Tabii karşılıksız değil, yol yapımında ve diğer işlerde çalışanların aileleri faydalanıyordu, arada da gerçekten hiçbir şeyi olmayanlar ama yeterli değildi. İ İngilizler dışarıdan getirdikleri mısırları dağıttılar ve bunu yetiştirin dediler. O da olmadı.O da olmadı işe yaramadı. pic.twitter.com/QFmwTFmYGc
— Ozan Vural (@ozanvural_) 29 Ağustos 2018
15.
İngilizler bir süre sonra ne yaptılar biliyor musunuz? Akılalmaz. Laissez-faire ismi verilen, benim “salla gitsin” dediğim ancak tabii ki ekonomi ve siyaset hocalarımın daha iyi bileceği, “kendinden geçer” “kaderde varsa” “bırak dokunma” gibi bir anlayışı yürürlüğe soktular. pic.twitter.com/uzzA2zHW3K
— Ozan Vural (@ozanvural_) 29 Ağustos 2018
16.
Bu büyük açlık esnasında ölen yüzbinlerce İrlandalının yanında, bir o kadarı da “yüzen tabut” gemilerle Amerika’ya göç etti. Gemideki her beş kişiden birinin kesin, 2-3’ünün sonradan hastalıktan öldüğü bu göçle de, Amerika’da İrlanda nüfusu artmaya başladı. pic.twitter.com/K5LO0vQfHd
— Ozan Vural (@ozanvural_) 29 Ağustos 2018
17.
Önce Boston, sonra New York.
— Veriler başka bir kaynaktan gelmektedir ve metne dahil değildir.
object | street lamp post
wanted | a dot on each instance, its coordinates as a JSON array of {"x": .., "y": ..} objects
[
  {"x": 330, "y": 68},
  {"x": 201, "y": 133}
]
Önce açlık ve fakirlik, sonra düzene ayak uydurma, sonra memnun olma süreçleri de Amerika’daki İrlanda mafyasının da aynı zamanda çıkış yeri olan iki şehirde başladı. Yaşayan İrlandalıların %75’inden fazlası göç etti. pic.twitter.com/kgS3su2Imb
— Ozan Vural (@ozanvural_) 29 Ağustos 2018
18.
En fakirleri tabii ki gemiye binemiyordu ve hayatta kalabilenler, kendilerini İngiltere’ye atmaya çalışıyordu. İngilizler baktılar ki bunun sonu yok, 1847’de çoğunluğunu İrlanda’ya sınır dışı ettiler, (sayı da bugünler gibi değil 15.000 kadar). pic.twitter.com/c7mDCA6zFQ
— Ozan Vural (@ozanvural_) 29 Ağustos 2018
19.
Aynı tarihte Sultan Abdülmecit de 5 gemi dolusu erzakla İrlanda’ya yardım göndermiştir. İrlanda'nın en eski şehirlerinden Drogheda'da, Osmanlı gemicilerinin kaldıkları söylenen ve günümüzde otel olarak kullanılan binanın girişindeki tabelaya bakın. İrlanda bugün zor vize verir.. pic.twitter.com/PamJMiIwQJ
— Ozan Vural (@ozanvural_) 29 Ağustos 2018
20.
Velhasıl aradan zaman geçti, İrlanda, hem kendi, aynı zamanda da İngiliz tarım uzmanlarının ve çiftçilerin de yardımıyla bu kıtlığı atlattı ama nihayetinde yaklaşık bilinse de 2 milyon İrlandalı öldü, bir o kadarı da ülke dışına göç etti. pic.twitter.com/TeVRVZmFmG
— Ozan Vural (@ozanvural_) 29 Ağustos 2018
21.
Sözün özü, ne tüketiyorsanız, onu üretebilen veya zor durumlarda üretebilecek bir ülke olmalısınız. Tarih, bunu beceremeyenlerin yıkımlarıyla dolu. Bugünkü pek iç acıcı bir zincir olmadı ama neyse. Bitti.